Keep up with Lakeland.
Get your local news delivered right to your inbox. Each Thursday, you’ll receive the latest news, and a preview of weekend events.
Hunter Abramson, who has spent two years building a ticketing-based tech company in Lakeland and was recognized as Catapult’s entrepreneur of the year in January, has decided to move his company, Relic Tickets, to St. Petersburg.
Relic Tickets aims to disrupt the ticketing technology industry in which Ticketmaster, a company under recent scrutiny from consumer groups over its November “Taylor Swift fiasco,” has had a dominant market position.
The company uses blockchain technology to track verifiable digital assets — in this case tickets – to address challenges in the sports and entertainment industries. Through a “know your customer” process and blockchain tech, the company can verify customers and prevent fraud and scalping by eliminating the bots that purchase tickets to sell them at higher prices on secondary markets, Relic claims.
“Our goal right now is to focus on fixing the pain points,” Abramson said. “I get a lot of questions — ‘are you guys going for an IPO, a merger deal?’ We are focused right now on making our technology as flawless as possible while changing the market.”
Abramson says the emerging technology could be used not only for concert ticketing, but for music festivals and conferences, air travel, and “along every point there’s an access pass.”
“Everyone talks about Ticketmaster, but there’s Eventbrite, too. Both sides of the market we are trying to innovate in,” Abramson said. “What does it look like for music festivals and conferences to have new technology that has not been innovated in a long time?”
The company’s technology can also attach rebates to tickets and allow partners and sponsors of events to track revenue data.

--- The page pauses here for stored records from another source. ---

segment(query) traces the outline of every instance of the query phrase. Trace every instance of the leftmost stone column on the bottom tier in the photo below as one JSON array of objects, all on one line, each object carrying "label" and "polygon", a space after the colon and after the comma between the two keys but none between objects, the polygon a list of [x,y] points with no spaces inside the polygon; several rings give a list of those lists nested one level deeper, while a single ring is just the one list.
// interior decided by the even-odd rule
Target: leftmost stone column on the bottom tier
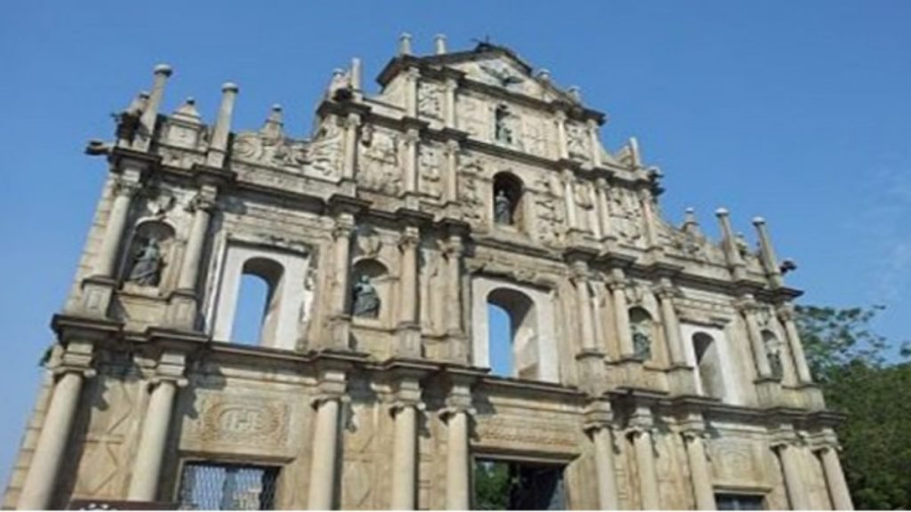
[{"label": "leftmost stone column on the bottom tier", "polygon": [[26,481],[22,485],[16,508],[41,510],[51,507],[57,474],[67,450],[70,429],[79,403],[79,393],[87,369],[64,368],[57,376],[54,394],[47,406],[41,434],[35,445]]}]

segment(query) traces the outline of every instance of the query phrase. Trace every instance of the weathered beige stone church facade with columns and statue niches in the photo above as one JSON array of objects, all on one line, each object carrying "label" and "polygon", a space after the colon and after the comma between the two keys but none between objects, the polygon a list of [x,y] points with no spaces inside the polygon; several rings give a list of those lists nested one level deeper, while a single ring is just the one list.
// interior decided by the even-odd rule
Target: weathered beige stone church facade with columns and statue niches
[{"label": "weathered beige stone church facade with columns and statue niches", "polygon": [[[375,96],[336,72],[310,138],[278,106],[232,132],[232,84],[211,126],[161,114],[155,69],[87,148],[109,177],[4,506],[193,501],[209,462],[271,468],[272,507],[467,508],[483,458],[558,467],[569,508],[851,507],[763,220],[755,250],[726,210],[720,243],[672,226],[578,90],[410,46]],[[254,346],[244,274],[270,290]]]}]

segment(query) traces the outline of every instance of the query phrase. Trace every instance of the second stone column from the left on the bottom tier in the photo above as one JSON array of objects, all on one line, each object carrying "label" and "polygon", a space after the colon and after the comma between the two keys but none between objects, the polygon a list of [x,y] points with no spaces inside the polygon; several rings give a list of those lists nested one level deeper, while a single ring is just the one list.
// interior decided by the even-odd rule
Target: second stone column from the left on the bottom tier
[{"label": "second stone column from the left on the bottom tier", "polygon": [[160,379],[151,385],[154,387],[148,399],[139,447],[133,458],[133,472],[127,493],[130,501],[155,501],[158,496],[161,462],[165,456],[165,443],[168,440],[171,410],[178,384],[170,379]]}]

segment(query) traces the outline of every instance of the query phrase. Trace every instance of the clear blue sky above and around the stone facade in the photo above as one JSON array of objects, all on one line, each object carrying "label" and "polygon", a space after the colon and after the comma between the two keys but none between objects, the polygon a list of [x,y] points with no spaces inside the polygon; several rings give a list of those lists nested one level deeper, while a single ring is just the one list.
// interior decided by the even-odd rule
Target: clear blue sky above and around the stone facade
[{"label": "clear blue sky above and around the stone facade", "polygon": [[[374,6],[382,5],[382,10]],[[0,16],[0,482],[5,486],[106,166],[82,155],[110,113],[175,69],[165,111],[187,96],[207,119],[241,86],[235,128],[272,103],[309,132],[333,67],[375,77],[402,31],[427,53],[445,33],[511,46],[608,112],[664,171],[664,214],[732,210],[769,221],[803,301],[882,303],[877,326],[908,337],[911,313],[911,2],[8,1]]]}]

Abramson was named the 2022 Catapult Entrepreneurship Awards David Lyons Entrepreneur of the Year. Catapult is an entrepreneur incubator created by the Lakeland Economic Development Council.
“That award to me was not just a business award,” Abramson said. “That award to me was gaining the respect of my peers as a human that is putting in work to the city and making it better.”
Although the company has hired locally, the threshold for experience in the tech field is high, and the company needs a location that better attracts tech talent at the degree they’re looking for, Abrhamson said.
“Our tech talent needs to be pretty experienced,” Abramson said. “That is one of the reasons we are going to St. Pete. The talent level for us is there, in that Tampa Bay area.”
Abramson said that the wider variety of events taking place and better opportunities for collaborations influenced the company’s move to St. Petersburg. The sheer number and variety of events taking place in the coastal city allows them to push their tech “to the limit,” Abramson said.
The company’s move will occur over the next few months.
Abramson, 33, a described “tech evangelist,” grew up in Lakeland and attended Lakeland Christian School, then studying communications at Florida State University. Abramson moved back to Lakeland from Los Angeles in 2019, following his career in sports entertainment.
While Abramson said Lakeland was the “perfect fit” for starting his company, he commented on the difficulty of scaling a tech-entertainment based company in the area, due to its smaller sports venues and limited opportunities for large-scale live entertainment. Lakeland’s population of sports fans and concertgoers pales in comparison to those in cities like St. Petersburg.
“It’s tough. I’ve never shied away from saying that out loud. It’s tough to scale a tech company here,” Abramson said. “I think Lakeland is ready for start-ups to scale and explode here in certain industries … food startups … tech-logistics companies. That could be huge. You look at live sports and entertainment; that’s pretty tough.”
Throughout the development of his company, Abramson has worked closely with the Lakeland Economic Development Council, a private non-profit whose primary role is to help create jobs and capital investment by attracting new companies to the Lakeland area.
“While we certainly would have preferred that Relic stayed in Lakeland, at the end of the day, there was more opportunity for his company to continue to grow and test its concept in the St. Pete market,” said Katie Worthington a Decker, the senior vice president of the LEDC. “There were just more sports and entertainment companies that could use his product than what we have in Lakeland.”
Relic was “seriously exploring staying and growing in Lakeland, or moving to start-up rich cities, like Austin, TX, or Miami, FL,” the St. Petersburg Economic Development Corp. said in a blog post. “They had some familiarity with St. Petersburg because their co-founder grew up in a nearby city. “When St. Pete came to them with a comprehensive approach, Relic was immediately interested.”
The blog post quotes Abramson saying: “We had a lot of choices of cities we could call home. St Pete’s EDC welcomed us with open arms and laid the path to what’s possible. All we had to do was follow it. And here we come.”
Abramson told LkldNow he’ll miss Lakeland. “I don’t want to leave. There’s just a couple of tweaks that need to happen,” he said. “I’ve been trying to bring everyone from St. Pete and Tampa to come see Catapult.”
“My heart is in Lakeland,” Abramson said. “Lakeland was our first home.”